HONOLULU, Oct. 29 (UPI) -- A bill that would legalize same-sex marriage in Hawaii cleared a state Senate committee and moved to the full Senate for a vote.
The Senate Judiciary and Labor Committee approved the bill following nearly 12 hours of testimony Monday during which more than 400 people addressed lawmakers, Hawaii News Now reported.
The full Senate is expected to vote on the bill Wednesday. If it passes, it will go to the House, where a joint hearing before the Judiciary and Finance committees is scheduled Thursday.

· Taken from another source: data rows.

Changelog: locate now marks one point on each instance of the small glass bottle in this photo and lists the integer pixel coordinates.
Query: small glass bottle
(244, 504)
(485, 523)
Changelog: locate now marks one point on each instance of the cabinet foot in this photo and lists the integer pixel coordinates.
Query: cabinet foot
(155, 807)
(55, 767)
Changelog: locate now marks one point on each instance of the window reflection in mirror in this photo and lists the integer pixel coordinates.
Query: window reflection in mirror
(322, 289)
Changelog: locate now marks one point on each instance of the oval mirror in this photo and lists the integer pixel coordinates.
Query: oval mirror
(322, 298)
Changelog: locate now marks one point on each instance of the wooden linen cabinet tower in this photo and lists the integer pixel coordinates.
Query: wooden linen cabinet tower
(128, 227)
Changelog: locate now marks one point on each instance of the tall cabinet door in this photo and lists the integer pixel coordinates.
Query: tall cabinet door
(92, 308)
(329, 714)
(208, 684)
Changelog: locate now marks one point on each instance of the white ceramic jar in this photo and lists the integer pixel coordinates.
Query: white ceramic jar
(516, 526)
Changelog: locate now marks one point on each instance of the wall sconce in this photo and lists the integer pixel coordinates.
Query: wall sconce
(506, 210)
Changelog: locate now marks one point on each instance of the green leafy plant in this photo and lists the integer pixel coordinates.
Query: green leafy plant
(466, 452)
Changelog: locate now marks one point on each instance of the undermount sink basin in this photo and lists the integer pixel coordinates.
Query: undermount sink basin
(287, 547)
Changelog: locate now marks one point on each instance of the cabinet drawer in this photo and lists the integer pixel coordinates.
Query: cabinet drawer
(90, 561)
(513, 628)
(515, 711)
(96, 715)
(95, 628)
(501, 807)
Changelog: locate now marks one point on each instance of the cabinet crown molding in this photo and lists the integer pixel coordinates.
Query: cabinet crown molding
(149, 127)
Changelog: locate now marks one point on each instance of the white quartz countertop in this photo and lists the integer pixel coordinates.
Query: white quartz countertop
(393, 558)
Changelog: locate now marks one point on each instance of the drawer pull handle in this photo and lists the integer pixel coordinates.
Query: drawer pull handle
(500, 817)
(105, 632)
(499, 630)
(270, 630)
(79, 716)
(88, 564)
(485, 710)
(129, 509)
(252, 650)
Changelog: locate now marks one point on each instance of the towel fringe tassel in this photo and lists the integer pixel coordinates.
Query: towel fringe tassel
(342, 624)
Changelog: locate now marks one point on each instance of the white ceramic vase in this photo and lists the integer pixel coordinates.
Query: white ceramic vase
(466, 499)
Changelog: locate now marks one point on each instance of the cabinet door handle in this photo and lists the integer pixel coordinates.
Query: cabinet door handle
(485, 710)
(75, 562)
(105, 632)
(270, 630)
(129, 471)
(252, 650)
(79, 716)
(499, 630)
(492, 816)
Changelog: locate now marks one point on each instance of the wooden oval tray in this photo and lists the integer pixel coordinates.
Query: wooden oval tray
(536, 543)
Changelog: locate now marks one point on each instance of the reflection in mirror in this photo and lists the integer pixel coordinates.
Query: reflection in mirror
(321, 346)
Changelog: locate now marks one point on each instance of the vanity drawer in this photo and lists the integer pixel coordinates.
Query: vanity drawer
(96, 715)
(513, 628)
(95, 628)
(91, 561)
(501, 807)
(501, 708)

The Senate legislation would recognize marriages between persons of the same gender and would extend to same-sex couples the rights, benefits, protections and responsibilities that opposite-sex couples now have.
"This measure represents the committee's best effort to balance the interests of supporters and opponents of this issue," said state Sen. Clayton Hee, chairman of the Judiciary and Labor Committee. "The Senate's bill preserves religious freedoms and ensures that the rights of all Americans are preserved as enshrined in the United States and Hawaii Constitutions."

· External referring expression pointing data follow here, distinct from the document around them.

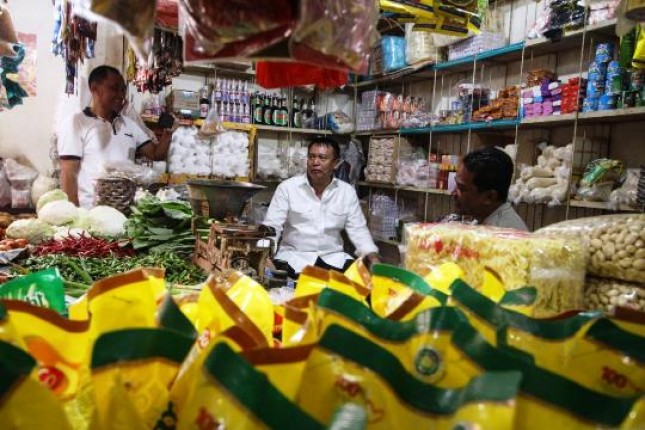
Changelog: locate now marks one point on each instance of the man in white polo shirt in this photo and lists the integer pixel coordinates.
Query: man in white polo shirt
(100, 134)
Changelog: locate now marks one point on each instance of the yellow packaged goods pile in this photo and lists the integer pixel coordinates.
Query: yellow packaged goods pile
(555, 266)
(378, 348)
(616, 266)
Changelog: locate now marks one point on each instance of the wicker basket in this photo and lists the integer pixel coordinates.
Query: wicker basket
(116, 192)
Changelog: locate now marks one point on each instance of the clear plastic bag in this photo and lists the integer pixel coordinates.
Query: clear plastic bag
(615, 244)
(555, 266)
(336, 34)
(606, 294)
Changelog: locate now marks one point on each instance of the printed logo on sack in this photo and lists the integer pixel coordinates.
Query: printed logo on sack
(428, 362)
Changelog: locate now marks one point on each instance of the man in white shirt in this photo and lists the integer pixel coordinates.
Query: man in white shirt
(483, 179)
(100, 134)
(308, 213)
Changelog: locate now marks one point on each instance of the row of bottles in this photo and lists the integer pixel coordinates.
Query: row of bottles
(269, 109)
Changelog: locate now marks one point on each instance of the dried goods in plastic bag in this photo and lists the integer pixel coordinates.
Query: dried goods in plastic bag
(214, 24)
(24, 402)
(615, 244)
(336, 34)
(555, 266)
(345, 366)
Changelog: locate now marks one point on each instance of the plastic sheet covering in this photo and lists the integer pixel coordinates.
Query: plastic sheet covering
(336, 33)
(616, 244)
(554, 266)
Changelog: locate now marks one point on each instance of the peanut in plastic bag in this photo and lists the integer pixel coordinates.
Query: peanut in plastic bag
(24, 402)
(548, 399)
(346, 367)
(236, 300)
(555, 266)
(420, 344)
(132, 371)
(400, 294)
(229, 392)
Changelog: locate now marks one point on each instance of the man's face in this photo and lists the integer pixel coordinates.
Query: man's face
(468, 200)
(110, 93)
(321, 163)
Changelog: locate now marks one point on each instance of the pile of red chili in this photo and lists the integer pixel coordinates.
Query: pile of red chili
(84, 246)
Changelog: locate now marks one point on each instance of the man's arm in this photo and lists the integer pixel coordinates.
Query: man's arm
(359, 234)
(159, 151)
(69, 178)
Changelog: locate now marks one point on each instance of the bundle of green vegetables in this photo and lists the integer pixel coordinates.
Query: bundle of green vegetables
(161, 226)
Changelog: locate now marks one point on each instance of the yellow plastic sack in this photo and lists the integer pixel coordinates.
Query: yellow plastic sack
(230, 393)
(283, 366)
(60, 346)
(420, 344)
(299, 321)
(132, 371)
(123, 301)
(346, 367)
(24, 402)
(235, 301)
(548, 400)
(400, 294)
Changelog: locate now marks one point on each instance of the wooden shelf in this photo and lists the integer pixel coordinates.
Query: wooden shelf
(599, 205)
(292, 130)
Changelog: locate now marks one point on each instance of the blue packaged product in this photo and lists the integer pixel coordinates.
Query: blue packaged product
(393, 49)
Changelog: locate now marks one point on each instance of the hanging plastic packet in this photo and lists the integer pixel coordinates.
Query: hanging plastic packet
(44, 288)
(346, 367)
(420, 344)
(132, 371)
(400, 294)
(235, 301)
(283, 366)
(229, 392)
(548, 399)
(131, 295)
(134, 19)
(24, 402)
(336, 34)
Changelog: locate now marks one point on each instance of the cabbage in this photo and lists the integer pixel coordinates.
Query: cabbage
(50, 196)
(34, 230)
(59, 212)
(106, 221)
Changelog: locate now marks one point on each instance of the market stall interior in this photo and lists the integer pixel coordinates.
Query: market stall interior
(160, 303)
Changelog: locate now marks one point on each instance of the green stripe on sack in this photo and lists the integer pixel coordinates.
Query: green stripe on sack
(443, 318)
(255, 392)
(608, 333)
(409, 279)
(497, 316)
(544, 385)
(494, 387)
(15, 364)
(139, 344)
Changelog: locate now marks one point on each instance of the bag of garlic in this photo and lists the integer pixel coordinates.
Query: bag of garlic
(555, 266)
(615, 243)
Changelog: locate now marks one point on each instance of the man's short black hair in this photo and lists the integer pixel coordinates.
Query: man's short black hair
(325, 141)
(492, 169)
(100, 73)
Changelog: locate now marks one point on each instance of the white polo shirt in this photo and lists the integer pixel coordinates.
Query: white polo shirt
(94, 141)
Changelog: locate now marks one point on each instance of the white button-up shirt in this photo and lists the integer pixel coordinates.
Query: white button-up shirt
(310, 227)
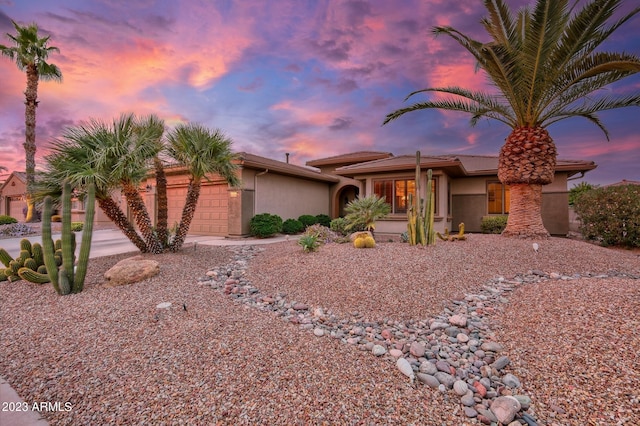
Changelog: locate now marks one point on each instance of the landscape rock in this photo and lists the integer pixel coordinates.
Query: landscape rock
(131, 270)
(505, 408)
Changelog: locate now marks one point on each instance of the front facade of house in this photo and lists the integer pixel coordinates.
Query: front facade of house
(466, 189)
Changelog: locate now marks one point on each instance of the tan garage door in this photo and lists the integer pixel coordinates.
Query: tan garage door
(211, 213)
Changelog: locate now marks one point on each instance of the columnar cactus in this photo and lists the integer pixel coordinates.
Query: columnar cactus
(421, 214)
(65, 280)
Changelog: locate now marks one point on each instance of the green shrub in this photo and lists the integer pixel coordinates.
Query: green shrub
(307, 220)
(292, 226)
(610, 215)
(309, 243)
(265, 225)
(322, 233)
(493, 224)
(323, 219)
(5, 220)
(579, 189)
(339, 225)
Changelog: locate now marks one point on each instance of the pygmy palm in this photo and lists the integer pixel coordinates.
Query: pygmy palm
(202, 152)
(546, 65)
(30, 53)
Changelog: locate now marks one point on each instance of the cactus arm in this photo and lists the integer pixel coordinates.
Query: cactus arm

During his testimony, Gov. Neil Abercrombie praised Senate leadership for drafting a proposal he said struck a balance between equal rights and religious freedom.
"Our whole focus has been on trying to accommodate the First Amendment here with respect to people's religious rights and that's been done in good faith," the governor said.
Advocates and opponents were given two minutes to present their positions, Hawaii News Now said.
"I believe we should kill this bill ... and offer the people of Hawaii an opportunity to vote," one person testified.
"I humbly, humbly ask you to stand up for marriage equality today," another witness told the committee.